Tractors gather at Parliament in farmer go-slow protest

Tractors at Westminster
Farmers are protesting over 'substandard' imports and the threat to UK food security

More than 100 tractors have rolled past the Houses of Parliament as farmers protested against what they say is a lack of support for UK food production.

Convoys with horns blaring made their way through central London's streets to Westminster on Monday evening.

Organisers Save British Farming and Fairness for Farmers of Kent said cheap food imports and unsupportive policies were putting UK food security at risk.

The government said it put farming "at the heart of British trade".

Tractor rally
Many of the farmers made their way into London from Kent, where previous protests had been held

Tractors flying Union flags made their way across London and through Westminster, carrying signs with slogans such as 'Save British farming' and 'No farming, no food, no future'.

"I'm a third generation farmer. I'm here for my future," Ben Stickland, 21, from West Sussex, told BBC News. "There are multiple nails being put into this coffin built around us."

The protest comes as months of heated demonstrations in Europe, including blockades, saw angry farmers in Greece, Germany, Portugal, Poland and France demonstrating against European Union regulations and cheap imports.

Thousands of farmers also joined forces in Wales to fight new farm subsidy plans launched by its government.

There have previously been a handful of demonstrations in England, including in Kent and Cornwall, but Monday's tractor rally was the largest so far.

Colin Rayner next to tractor
Farmer Colin Rayner fears this year could see his farm's last harvest because of pressures on his business

Another farmer attending the rally is Colin Rayner, who has 2,000 acres of arable land across east Berkshire and south Buckinghamshire.

He told the BBC that he had "no choice" but to protest, saying that business was so bad that "this could be our last harvest".

"We have been, as most farmers have been, living in our overdraft now for the last five years.

"We can't see it getting any better - yields have plateaued, prices are dismal, our costs for raw materials are horrendous and the regulations that we have everyday are mindboggling," he explained.
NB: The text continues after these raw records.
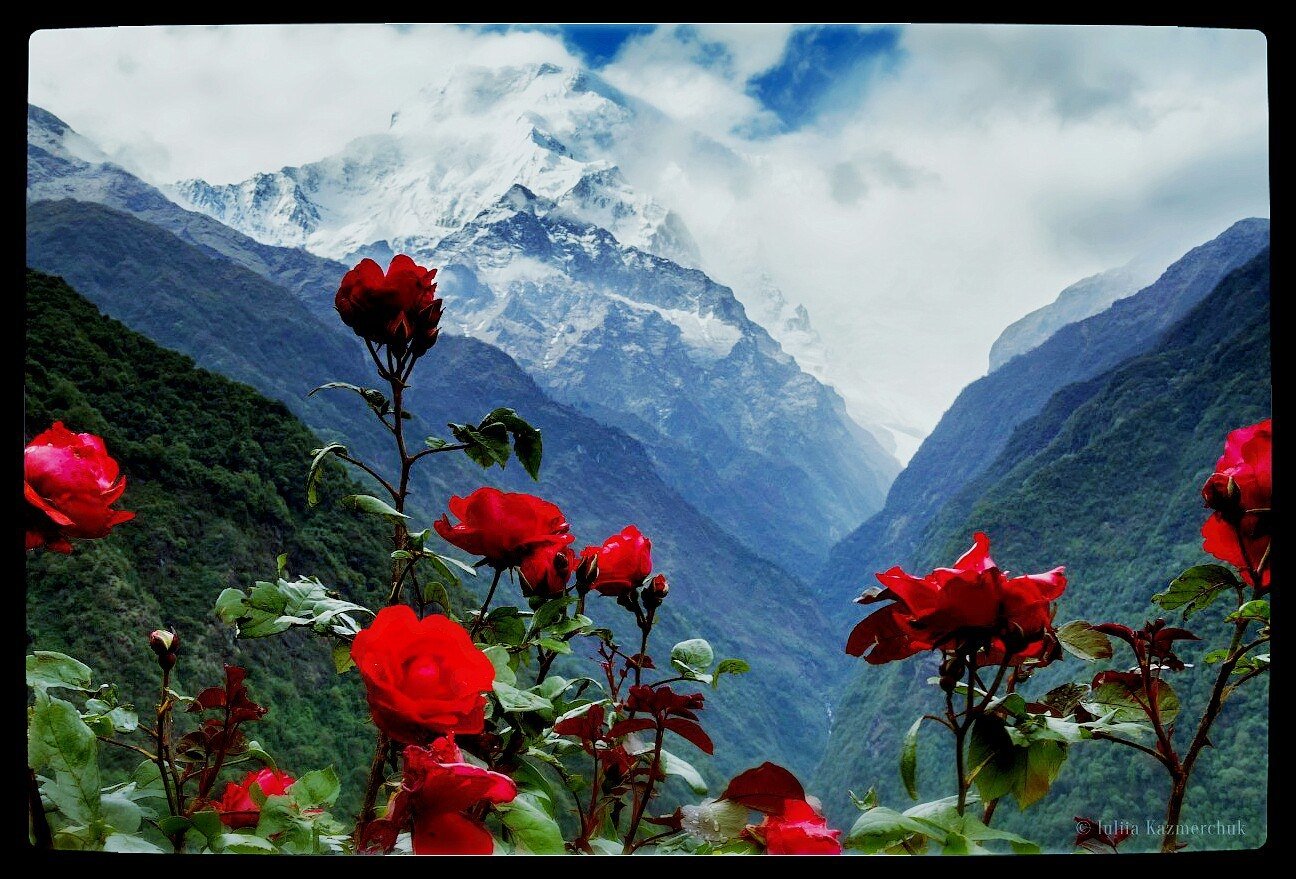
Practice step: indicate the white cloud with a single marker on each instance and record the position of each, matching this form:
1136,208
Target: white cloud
226,103
968,186
923,210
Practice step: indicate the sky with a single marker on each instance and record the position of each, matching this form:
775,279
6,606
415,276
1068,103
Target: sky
916,188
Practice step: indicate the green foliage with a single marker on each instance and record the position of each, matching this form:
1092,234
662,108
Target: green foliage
486,444
271,608
214,473
1196,589
1107,481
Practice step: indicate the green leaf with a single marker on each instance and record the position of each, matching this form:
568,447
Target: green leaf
121,812
880,827
530,827
714,821
126,843
245,844
434,591
970,835
48,669
498,656
60,739
342,660
316,790
681,768
1215,656
729,667
373,398
694,655
486,445
1115,703
271,608
371,504
1082,641
512,699
1196,589
1253,609
1002,766
909,760
173,825
316,469
526,440
439,563
548,612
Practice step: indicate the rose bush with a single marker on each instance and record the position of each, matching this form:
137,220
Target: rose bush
70,484
970,607
423,678
484,746
1240,493
397,309
239,809
624,562
503,527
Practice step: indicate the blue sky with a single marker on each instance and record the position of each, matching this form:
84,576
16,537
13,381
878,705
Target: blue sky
822,65
916,187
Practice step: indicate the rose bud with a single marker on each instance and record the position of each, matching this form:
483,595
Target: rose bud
656,591
587,571
951,673
166,644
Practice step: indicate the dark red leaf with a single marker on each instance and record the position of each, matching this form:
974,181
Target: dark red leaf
692,731
635,725
765,788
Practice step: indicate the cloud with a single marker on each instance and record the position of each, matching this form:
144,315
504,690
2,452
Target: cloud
231,101
915,188
937,197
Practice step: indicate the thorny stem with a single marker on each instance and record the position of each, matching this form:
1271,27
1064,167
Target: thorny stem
397,371
1182,770
162,756
371,472
42,838
147,755
481,615
642,801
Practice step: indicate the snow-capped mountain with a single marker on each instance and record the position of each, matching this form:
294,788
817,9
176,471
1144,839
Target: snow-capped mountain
1084,298
459,148
635,340
669,355
446,158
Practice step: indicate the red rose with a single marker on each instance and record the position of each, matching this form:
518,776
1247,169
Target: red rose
236,807
1240,494
70,484
503,527
547,569
399,309
423,677
798,829
625,562
971,606
437,791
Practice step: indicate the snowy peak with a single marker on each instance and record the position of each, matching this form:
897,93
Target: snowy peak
450,154
51,134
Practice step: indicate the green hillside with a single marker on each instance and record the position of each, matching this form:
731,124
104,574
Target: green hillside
240,324
215,479
1104,480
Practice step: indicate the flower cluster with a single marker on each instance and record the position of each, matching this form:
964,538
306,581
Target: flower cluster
1240,494
397,309
970,609
70,484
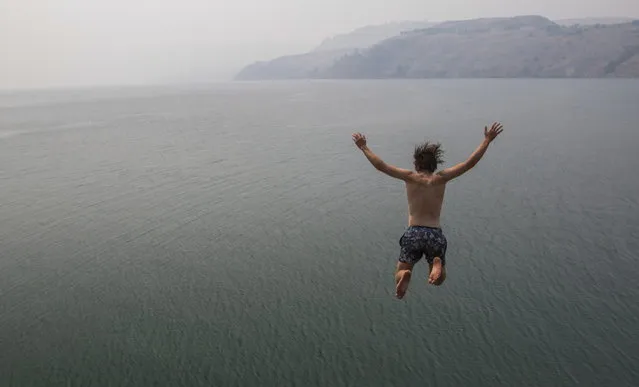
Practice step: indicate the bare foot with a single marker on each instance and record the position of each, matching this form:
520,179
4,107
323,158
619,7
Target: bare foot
402,284
436,271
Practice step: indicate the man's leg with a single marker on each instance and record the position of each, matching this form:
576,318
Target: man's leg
403,272
437,274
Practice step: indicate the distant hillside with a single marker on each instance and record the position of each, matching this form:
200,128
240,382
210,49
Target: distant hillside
594,20
523,46
367,36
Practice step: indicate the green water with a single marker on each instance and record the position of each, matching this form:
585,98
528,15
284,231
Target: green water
231,235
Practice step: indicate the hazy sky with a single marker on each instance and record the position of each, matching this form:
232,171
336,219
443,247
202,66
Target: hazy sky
46,43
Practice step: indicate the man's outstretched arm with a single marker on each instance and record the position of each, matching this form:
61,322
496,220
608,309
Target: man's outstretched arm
378,163
461,168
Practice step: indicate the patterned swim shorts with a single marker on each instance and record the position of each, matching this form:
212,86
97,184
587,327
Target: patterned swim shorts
418,241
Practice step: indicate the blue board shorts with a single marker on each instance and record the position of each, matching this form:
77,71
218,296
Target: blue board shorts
419,241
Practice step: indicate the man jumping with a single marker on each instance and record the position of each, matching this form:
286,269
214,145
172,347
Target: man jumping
425,192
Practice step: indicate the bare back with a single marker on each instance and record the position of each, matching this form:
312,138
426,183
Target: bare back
424,204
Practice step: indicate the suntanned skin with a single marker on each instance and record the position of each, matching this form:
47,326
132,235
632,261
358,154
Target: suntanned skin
425,194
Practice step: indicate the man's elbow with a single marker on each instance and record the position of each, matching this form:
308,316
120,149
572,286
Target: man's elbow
380,166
Mr Rayner said the environmental focus of the government's farm payments scheme, which replaced EU subsidies, was coming at the expense of domestic food production while cheap imports were being produced to lower standards.
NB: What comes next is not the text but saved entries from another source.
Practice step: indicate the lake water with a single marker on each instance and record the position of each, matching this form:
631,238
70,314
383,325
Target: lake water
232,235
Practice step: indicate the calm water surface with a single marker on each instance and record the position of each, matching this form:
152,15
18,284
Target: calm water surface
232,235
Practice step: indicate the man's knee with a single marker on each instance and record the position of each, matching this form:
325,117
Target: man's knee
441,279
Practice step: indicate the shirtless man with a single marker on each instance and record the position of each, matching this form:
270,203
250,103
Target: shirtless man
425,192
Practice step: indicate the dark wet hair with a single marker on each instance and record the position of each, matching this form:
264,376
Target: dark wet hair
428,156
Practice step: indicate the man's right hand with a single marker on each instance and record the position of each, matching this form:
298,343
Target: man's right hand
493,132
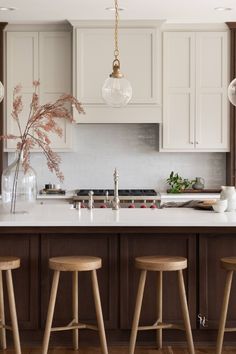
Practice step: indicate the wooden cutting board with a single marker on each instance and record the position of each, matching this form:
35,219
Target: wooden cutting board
216,190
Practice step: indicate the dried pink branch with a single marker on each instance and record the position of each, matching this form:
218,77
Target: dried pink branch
43,119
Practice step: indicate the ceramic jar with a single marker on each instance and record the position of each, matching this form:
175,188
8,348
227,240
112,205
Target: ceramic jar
229,193
19,187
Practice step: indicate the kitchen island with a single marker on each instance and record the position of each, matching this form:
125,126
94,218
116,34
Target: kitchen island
118,237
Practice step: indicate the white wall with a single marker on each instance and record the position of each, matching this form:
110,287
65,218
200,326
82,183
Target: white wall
133,149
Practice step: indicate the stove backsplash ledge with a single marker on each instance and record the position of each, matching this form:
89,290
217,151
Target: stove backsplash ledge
133,150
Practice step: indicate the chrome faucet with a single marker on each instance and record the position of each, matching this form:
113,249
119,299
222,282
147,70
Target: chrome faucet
90,201
116,200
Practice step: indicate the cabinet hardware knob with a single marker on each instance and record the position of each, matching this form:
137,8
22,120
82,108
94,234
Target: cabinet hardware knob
202,320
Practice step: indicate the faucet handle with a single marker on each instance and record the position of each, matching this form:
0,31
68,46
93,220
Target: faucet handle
90,202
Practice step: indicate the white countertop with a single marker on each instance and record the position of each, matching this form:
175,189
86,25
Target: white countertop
164,196
64,215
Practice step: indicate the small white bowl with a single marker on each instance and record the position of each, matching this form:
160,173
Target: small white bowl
220,205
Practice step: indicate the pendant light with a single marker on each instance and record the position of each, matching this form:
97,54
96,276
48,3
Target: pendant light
1,91
116,91
232,92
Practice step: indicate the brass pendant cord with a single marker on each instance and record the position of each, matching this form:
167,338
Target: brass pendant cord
116,51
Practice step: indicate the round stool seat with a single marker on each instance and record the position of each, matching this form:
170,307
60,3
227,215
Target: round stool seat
228,263
7,263
161,263
75,263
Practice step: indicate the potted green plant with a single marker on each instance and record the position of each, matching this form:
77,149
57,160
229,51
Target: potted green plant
178,183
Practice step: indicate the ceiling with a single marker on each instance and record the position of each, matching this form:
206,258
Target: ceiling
30,11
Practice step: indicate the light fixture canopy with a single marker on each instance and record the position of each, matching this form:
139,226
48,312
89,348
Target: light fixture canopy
1,91
3,8
222,8
116,91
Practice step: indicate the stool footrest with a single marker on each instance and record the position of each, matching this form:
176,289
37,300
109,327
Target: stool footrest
230,329
161,325
73,325
6,327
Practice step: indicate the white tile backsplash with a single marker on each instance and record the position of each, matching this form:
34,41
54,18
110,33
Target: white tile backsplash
133,149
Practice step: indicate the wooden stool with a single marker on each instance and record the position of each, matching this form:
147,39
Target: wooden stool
229,264
160,264
7,264
75,265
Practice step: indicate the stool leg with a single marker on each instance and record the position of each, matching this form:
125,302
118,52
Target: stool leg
137,311
98,308
159,307
51,307
75,309
12,306
224,310
185,312
2,315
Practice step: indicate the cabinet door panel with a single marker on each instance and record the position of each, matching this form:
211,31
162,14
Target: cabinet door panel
88,244
178,91
55,76
212,278
22,68
212,121
139,245
25,278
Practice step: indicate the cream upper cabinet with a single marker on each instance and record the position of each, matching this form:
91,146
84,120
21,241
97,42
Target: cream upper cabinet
38,55
140,57
195,80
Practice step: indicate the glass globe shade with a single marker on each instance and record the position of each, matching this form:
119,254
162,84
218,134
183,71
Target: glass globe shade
1,91
232,92
117,92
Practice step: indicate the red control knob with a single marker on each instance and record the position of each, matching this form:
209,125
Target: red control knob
153,206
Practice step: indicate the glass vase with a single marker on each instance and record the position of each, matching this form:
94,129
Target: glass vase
19,187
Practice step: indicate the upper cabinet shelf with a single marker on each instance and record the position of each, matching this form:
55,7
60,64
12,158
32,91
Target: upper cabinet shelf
140,56
195,81
43,55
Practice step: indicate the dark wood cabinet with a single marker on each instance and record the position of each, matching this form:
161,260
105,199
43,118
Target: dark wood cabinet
212,278
25,279
104,246
161,244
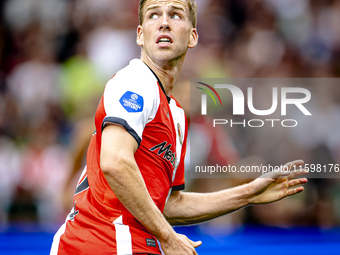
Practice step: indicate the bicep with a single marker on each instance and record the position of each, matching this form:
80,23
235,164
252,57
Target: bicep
116,145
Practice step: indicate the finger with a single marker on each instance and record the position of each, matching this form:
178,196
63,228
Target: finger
294,191
194,244
295,182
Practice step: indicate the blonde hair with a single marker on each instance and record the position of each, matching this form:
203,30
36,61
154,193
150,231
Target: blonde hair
192,9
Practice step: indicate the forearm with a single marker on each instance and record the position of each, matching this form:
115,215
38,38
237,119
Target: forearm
127,183
193,208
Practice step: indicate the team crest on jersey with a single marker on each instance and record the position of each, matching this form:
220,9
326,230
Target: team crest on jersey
168,154
132,102
179,130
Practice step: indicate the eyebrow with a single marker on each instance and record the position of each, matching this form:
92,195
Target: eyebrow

"We have been farming for 500 years and the government now has a scheme where they will pay us more money to grow wildflowers than to grow food. It is insanity," he said.

Tractor demo
Go-slow tractor protests have taken place in other parts of the UK in recent weeks

"They want us to rewild the countryside. I just ask how are they going to feed the people living in the towns?
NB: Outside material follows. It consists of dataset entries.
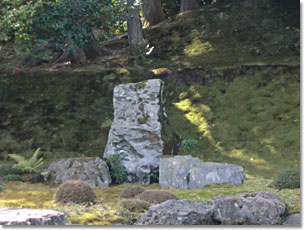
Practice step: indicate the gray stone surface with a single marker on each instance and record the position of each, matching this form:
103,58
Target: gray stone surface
177,212
136,131
189,172
95,172
293,220
257,208
9,216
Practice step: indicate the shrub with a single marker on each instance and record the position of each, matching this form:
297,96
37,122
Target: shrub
1,186
118,172
12,177
34,164
8,169
132,191
155,196
189,144
287,178
135,205
75,191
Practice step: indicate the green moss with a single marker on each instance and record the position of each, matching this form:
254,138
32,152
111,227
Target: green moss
251,120
141,85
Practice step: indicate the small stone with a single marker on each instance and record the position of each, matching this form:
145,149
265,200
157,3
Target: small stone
94,172
11,216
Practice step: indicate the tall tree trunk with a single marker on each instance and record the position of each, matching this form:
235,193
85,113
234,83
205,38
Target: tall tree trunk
152,12
187,5
134,27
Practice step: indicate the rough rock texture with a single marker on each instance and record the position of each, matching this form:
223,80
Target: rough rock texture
293,220
136,133
189,172
257,208
94,172
177,212
9,216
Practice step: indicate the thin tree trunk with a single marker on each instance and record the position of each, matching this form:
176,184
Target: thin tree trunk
187,5
134,27
152,12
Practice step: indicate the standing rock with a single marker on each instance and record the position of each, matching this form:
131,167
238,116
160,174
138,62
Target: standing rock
138,132
12,216
94,172
189,172
178,212
257,208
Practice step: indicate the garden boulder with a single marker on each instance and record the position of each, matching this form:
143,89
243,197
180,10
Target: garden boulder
14,216
94,172
257,208
177,212
138,132
189,172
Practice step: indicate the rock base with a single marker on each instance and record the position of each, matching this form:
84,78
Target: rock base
10,216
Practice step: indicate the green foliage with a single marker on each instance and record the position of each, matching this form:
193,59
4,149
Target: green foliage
189,144
1,186
118,172
8,169
287,178
56,24
34,164
12,177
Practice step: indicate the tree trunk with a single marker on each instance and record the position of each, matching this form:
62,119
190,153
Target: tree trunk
152,12
134,27
91,50
187,5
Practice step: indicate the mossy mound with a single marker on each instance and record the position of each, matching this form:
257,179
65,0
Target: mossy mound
75,191
135,205
132,191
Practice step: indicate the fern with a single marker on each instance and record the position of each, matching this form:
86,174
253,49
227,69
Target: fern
34,164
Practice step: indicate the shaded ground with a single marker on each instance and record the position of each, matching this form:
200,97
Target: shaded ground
107,210
232,82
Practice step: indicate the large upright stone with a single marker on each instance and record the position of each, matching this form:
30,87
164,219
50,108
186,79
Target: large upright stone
189,172
136,133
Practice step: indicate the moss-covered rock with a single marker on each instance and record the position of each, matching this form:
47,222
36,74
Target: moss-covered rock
75,191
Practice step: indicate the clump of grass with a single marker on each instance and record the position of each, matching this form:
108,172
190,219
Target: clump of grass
287,178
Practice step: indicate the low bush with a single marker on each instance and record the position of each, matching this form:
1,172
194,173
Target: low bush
1,186
12,177
287,178
156,196
135,205
75,191
132,191
8,169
"We have got to have food from our own resources. We have got to produce healthy good food - which we can do."

In England, campaigners say government agricultural policy and its Environmental Land Management farm payments scheme, together with weak trade deals, "non-existent" import controls and misleading labelling, have all served to undermine farming businesses.

They say that threatens the country's ability to produce enough food to feed its own population, "leaving our food security in peril".

Liz Webster
Save British Farming founder Liz Webster says a "radical change" in policy is needed

Founder of campaign group Save British Farming Liz Webster, said: "Farming is fraught with risks: risks that have intensified every year with the climate emergency, Ukraine war and Brexit reality, which have only served to exacerbate problems.

"Polling shows that the public back British farming and food and want to maintain our high food standards and support local producers.

"We need a radical change of policy and an urgent exit from these appalling trade deals which will decimate British food."

At last month's NFU conference, the Prime Minister Rishi Sunak told farmers "I've got your back," as he outlined government plans to boost the UK's food security.

It was a promise echoed by farming minister Mark Spencer on Monday, who said: "We firmly back our farmers.

"British farming is at the heart of British trade, and we put agriculture at the forefront of any deals we negotiate, prioritising new export opportunities, protecting UK food standards and removing market access barriers."

Mr Spencer also announced new measures that would limit the amount of land that could be taken out of production and put into specific environmental schemes.

The change means that under the Sustainable Farming Incentive (SFI) payment scheme farmers will only be able to put 25% of their land into projects that would take it out of direct food production.

"Food production is the primary purpose of farming and today we are taking action to clarify this principle," said Mr Spencer.

The government said that at least 60% of the food we consume will continue to be produced here in the UK and that level of food security will be monitored each year.

It says it has maintained the £2.4bn farming budget and was also looking at ways to improve fairness in the supply chain.

It has also launched a consultation on fairer food labelling regulations.